Hans Willberg und Friedrich Forssman: Erste Hilfe in Typografie.
Wie viele Dokumente haben Sie im letzten Monat am Computer erstellt? Eines? Zwei? Ich nehme an, es waren eher zehn bis fünfzehn oder noch deutlich mehr.
Haben Sie sich bewusst mit der Gestaltung und Typographie auseinander gesetzt? Eine andere als die Word-Standardschriftart ausgewählt? Abstände als Mittel der Gestaltung eingesetzt?
Die Gestaltung von gedruckten Texten war früher Profis vorbehalten, die eine mehrjährige Ausbildung absolvieren mussten. Dabei lernten sie, wie man mit Schrift kommuniziert, wie man einen Text so gestaltet, dass er im jeweiligen Kontext möglichst gut lesbar ist und welche gestalterischen Mittel wann am besten zum Einsatz kommen.
Heute ist jeder Computernutzer in der Lage, Dokumente zu gestalten — doch gestaltet werden diese Dokumente meist gerade nicht. Sie werden erstellt und ausgedruckt. Das führt gerade im Kontext der Schule dazu, dass Lernmaterialien oder schulorganisatorische Dokumente so schlecht gestaltet sind, dass die Lesbarkeit und damit die Verständlichkeit behindert wird. Einige Beispiele nennt Jochen Lüders in seinem Beitrag Layout Pet Peeves.
Wie oft haben Sie bei einer Konferenz eine Tabelle mit Zahlen in der Hand gehalten, die auch aufgrund ihrer mangelhaften Gestaltung nur mit Mühe verständlich war? Wie oft hätten Schüler eine Klassenarbeit leichter erfassen können, wenn die Typographie und das Layout das Verständnis unterstützt hätten? Dabei müsste man besonderen Wert auf klare Gestaltung legen, wenn die Adressaten junge Menschen sind: Sie haben weniger Erfahrung im Umgang mit Texten und können daher gestalterische Widersprüche oder „Fehlbotschaften“ weniger leicht durchschauen und kompensieren.
Statt dessen wimmelt es in der Schule von typographischen Unfällen und Entgleisungen. Erste Hilfe in Typografie leistet das hervorragende Buch von Hans Willberg und Friedrich Forssman.
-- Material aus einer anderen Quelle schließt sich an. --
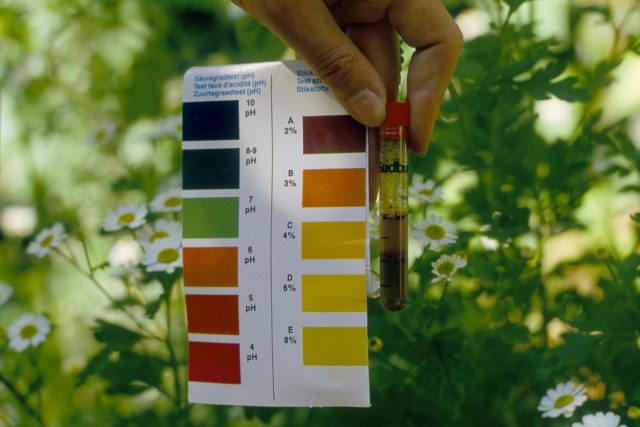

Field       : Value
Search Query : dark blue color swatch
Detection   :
[182,100,240,141]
Es ist im besten Sinne ein Ratgeber: Für alle grundlegenden gestalterischen Fragen weiß es kompetenten und verständlichen Rat.
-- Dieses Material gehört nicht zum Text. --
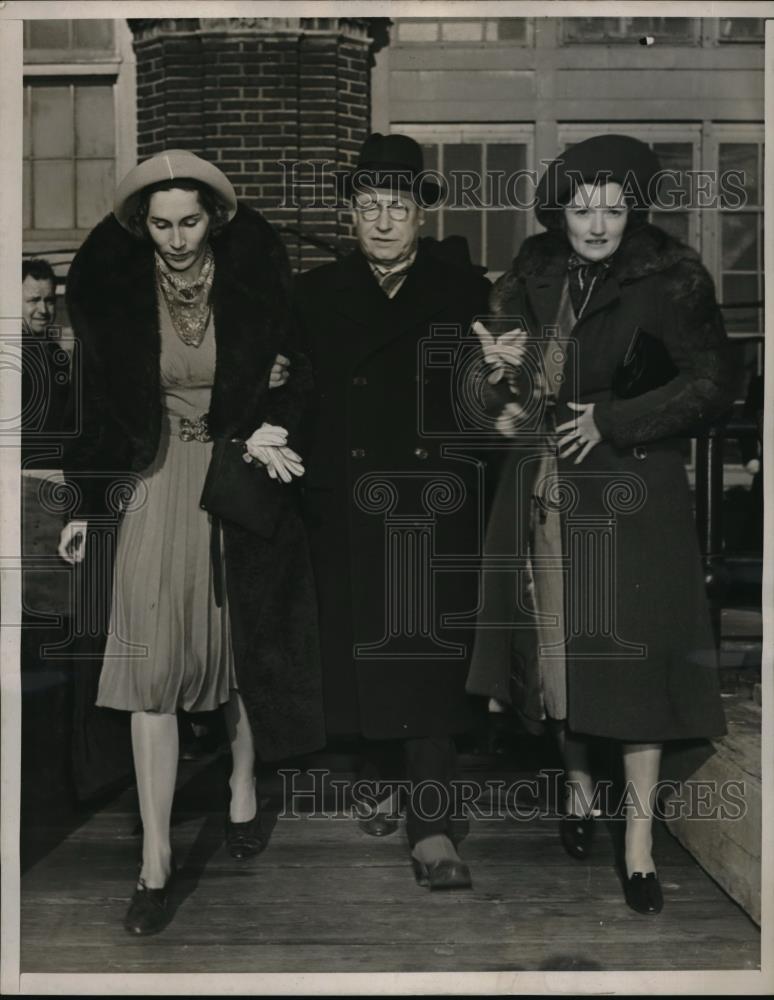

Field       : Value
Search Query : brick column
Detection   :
[129,18,392,269]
Schritt für Schritt wird der Leser an die Schrift heran geführt:
- Wie wirkt Schrift in verschiedenen Kontexten?
- Wie gestaltet man Texte lesbar?
- Welche Schriften kann man gemeinsam verwenden?
- Wie setze ich Bilder angemessen ein?
- Wie kann man Kästen so verwenden, dass sie den Text nicht malträtieren?
Diese und viele andere Themen werden mit anschaulichen Beispielen und Übungen bearbeitet. Das Buch eignet sich sowohl zum Durchlesen von vorne bis hinten als auch zum Nachschlagen bei einer konkreten gestalterischen Herausforderung. Es ist — selbstverständlich — hervorragend gestaltet und macht schon deshalb Freude beim Durchblättern. Dabei bleibt es „auf dem Boden“: Man hat nie das Gefühl, vom hohen Ross herab belehrt zu werden. Statt dessen fordern die Autoren einen ständig dazu auf, mit eigenen Augen zu vergleichen und zu beurteilen, so dass man fast unmerklich den Blick für die typographische Gestaltung schult.
Ganz unabhängig vom Wissen und Können, das man aus dem Buch ziehen kann, macht es dem Leser ein ganz tiefgreifendes Geschenk: Es öffnet die Augen für die Typographie, die einen täglich umgibt. Plötzlich werden Sie feststellen, dass Ihre Bank kürzlich ihren Logo-Schriftzug geändert hat und sich fragen, was die Botschaft der neuen Gestaltung ist. Sie werden morgens Ihre Zeitung aufschlagen und sich genau anschauen, wie die Profis diese gestaltertische Herausforderung gemeistert haben. Sie werden die Schriftenliste in Word durchgehen und sich fragen, wie diese oder jene wohl auf ihren Arbeitsblättern wirkt.
Sie werden mit anderen Augen durch die Welt gehen. — Schon allein deswegen lohnt sich die Erste Hilfe in Typografie.